Notice : Reinterpret cannot work here because for 99.9% of datafiles I will need to load, the row axis is the “SVector” axis, and the column axis gives the discrete data points, e.g.:

-0.3999999999999999,0.3
1.076,-0.11999999999999997
-0.7408864000000001,0.32280000000000003
0.554322279213056,-0.22226592

etc. This means that I would first need to transpose the matrix, which does not really seem efficient?


#2

Not sure if there is a faster way, but why not just read it to a vector, line by line, then reinterpret at the end? If u know the size of the vector, u can also use sizehint! to allocate once.


#3
  1. How can I tell the size of the vector I will need?
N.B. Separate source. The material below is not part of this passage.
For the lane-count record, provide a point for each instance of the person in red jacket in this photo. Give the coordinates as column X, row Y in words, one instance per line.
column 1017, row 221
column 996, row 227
Is there a function that tells me how many lines the file will have?
  2. Isn’t the way reinterpret works changed in 0.7?

#4

You have to read the file, eg with readline and just count, or read by byte and just count the \ns, adjusting for whether the last line has a terminating newline or not.

But a single pass with push! should be faster; you can always do a sizehint! at the end.


#5

Okay I clearly do not get it, so please explain a bit more…
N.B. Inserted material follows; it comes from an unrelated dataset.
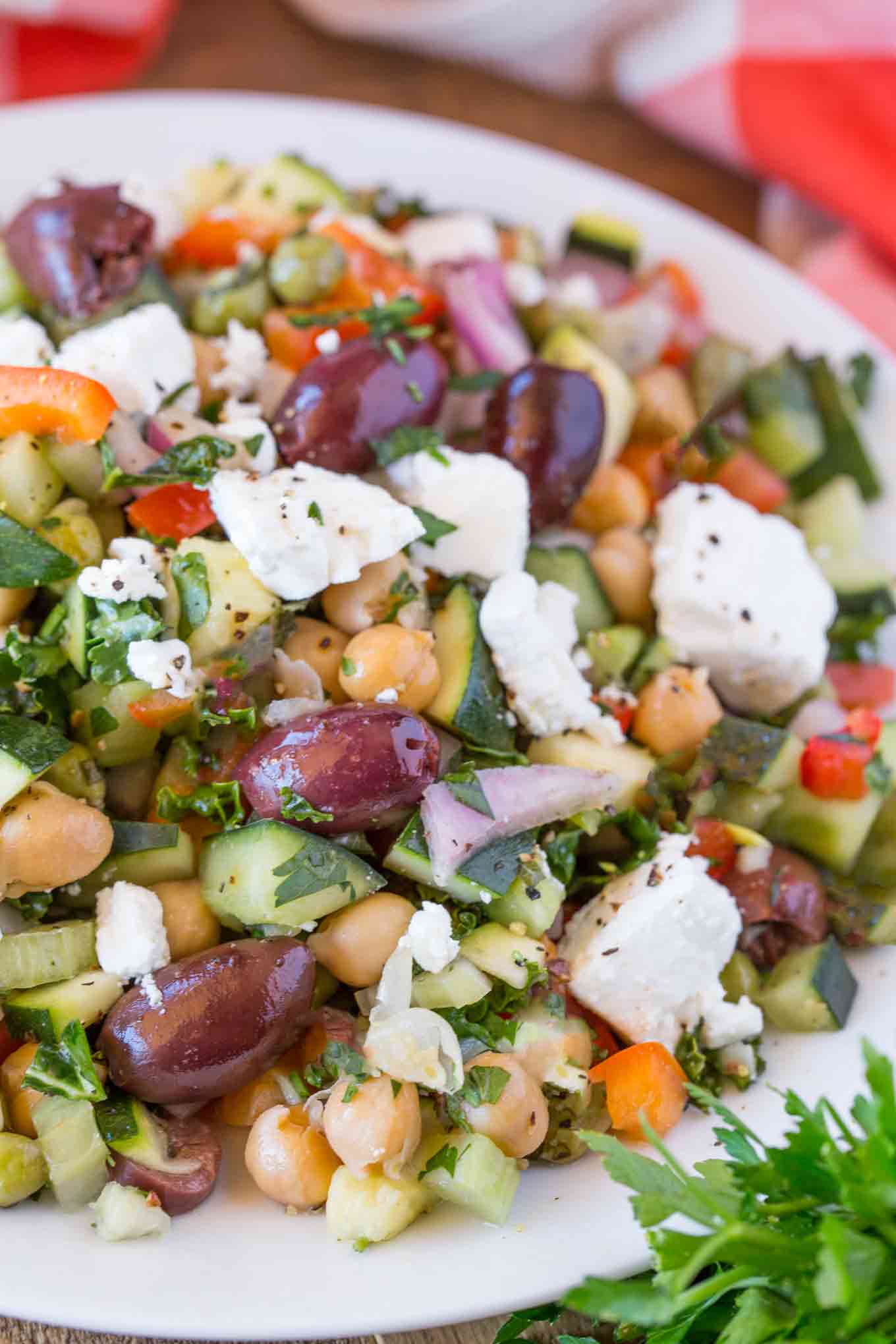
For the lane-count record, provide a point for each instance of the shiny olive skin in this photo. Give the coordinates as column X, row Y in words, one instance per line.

After I have finished reading each line, I will already have pushed all the data in the vector. Thus I will also have counted everything and already filled my vector.

What is the meaning of sizehint! then? It is completely meaningless, right? I truly don’t get how sizehint! can be used at “the end”.


#6

There is countlines but it will read the file anyways. If memory is not a problem, you can use readlines to read all lines at once in a string vector then call length. Benchmarking both would be interesting. Also if you have full control over the format, then encoding this information in the first line would probably be the fastest.

Not sure about the second question.


#7

Sorry, I meant resize!. I am under the impression that it will free the extra storage, but I may be misreading the code.